Marketing connects customers with products. Despite that simple explanation, marketing can feel pretty complicated. To the internet you go. But soon you'll find another problem—there’s a whole lot of advice out there, and not all of it accurate.
The ability to filter signal from noise is now more important than access to information. You need to build your own curriculum from the many places offering advice. We’ve noticed that when it comes to marketing, people are quick to build their reading list by channel—email, ads, content marketing, you name it.

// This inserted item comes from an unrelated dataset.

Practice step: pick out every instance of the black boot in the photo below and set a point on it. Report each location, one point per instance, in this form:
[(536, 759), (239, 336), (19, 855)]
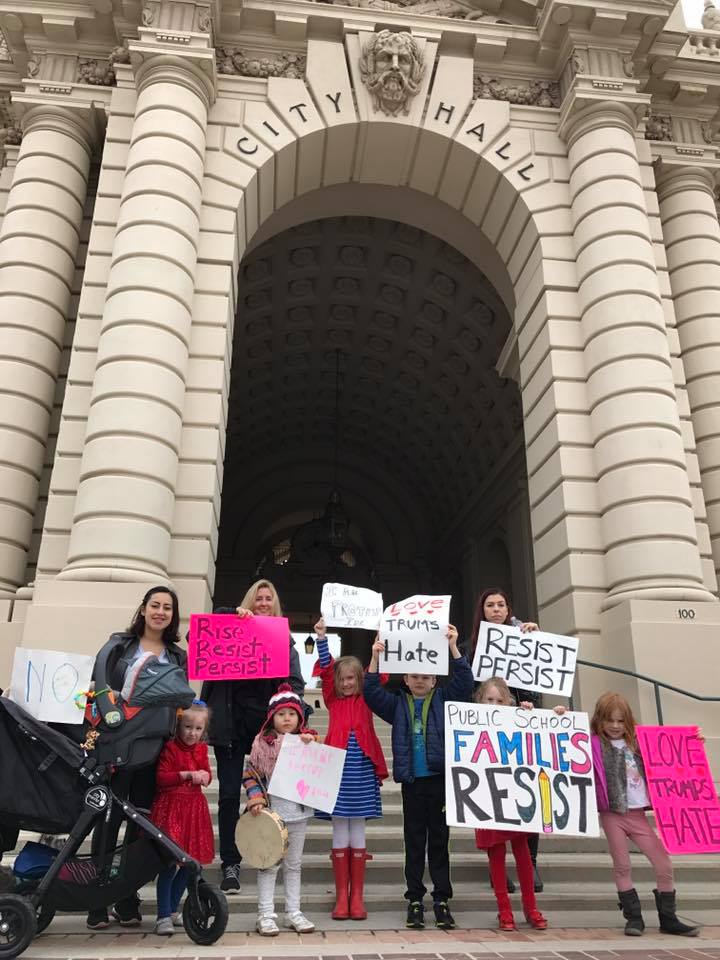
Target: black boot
[(629, 903), (669, 923)]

But it’s not the channel that consistently matters, it’s the stage your business is in. Why? Because the real value of information is helping you figure out what you need to know at the right time.
That’s why we organized all of our must-read marketing articles by stage of business growth. From first sale to full scale, here’s a collection of guides to help you at every step of your entrepreneurial journey.
Popular marketing articles for every stage of business growth
Marketing reads for the pre-product stage
A core tenet of product/market fit is that a great market can actually draw out a strong product. In other words, deeply understanding the real demand of the people you’re selling to can help you create a great product. And, of course, even a best-in-class product can’t survive without a market. While you’re gearing up to launch, make sure to check out these marketing articles on how you can best prepare beforehand.
It all starts with a big idea. And then, a name! As brand strategist Marty Neumeier says, “The right name can be a brand’s most valuable asset.” While there’s no surefire way to pick the perfect name, there are some consistent elements of easy-to-understand and catchy brand names that every new business owner should consider. For additional ideas to get the gears turning, be sure to try our free business name generator.
Real product validation only happens when money changes hands. However, the next best thing you can do is build a waiting list of subscribers who have shown an intent to buy your product. Enter: the coming soon page. While you’re finishing your best-laid plans, a compelling coming soon page can let you get a head start on marketing, build a waiting list you can launch to, and help you get early feedback on your idea.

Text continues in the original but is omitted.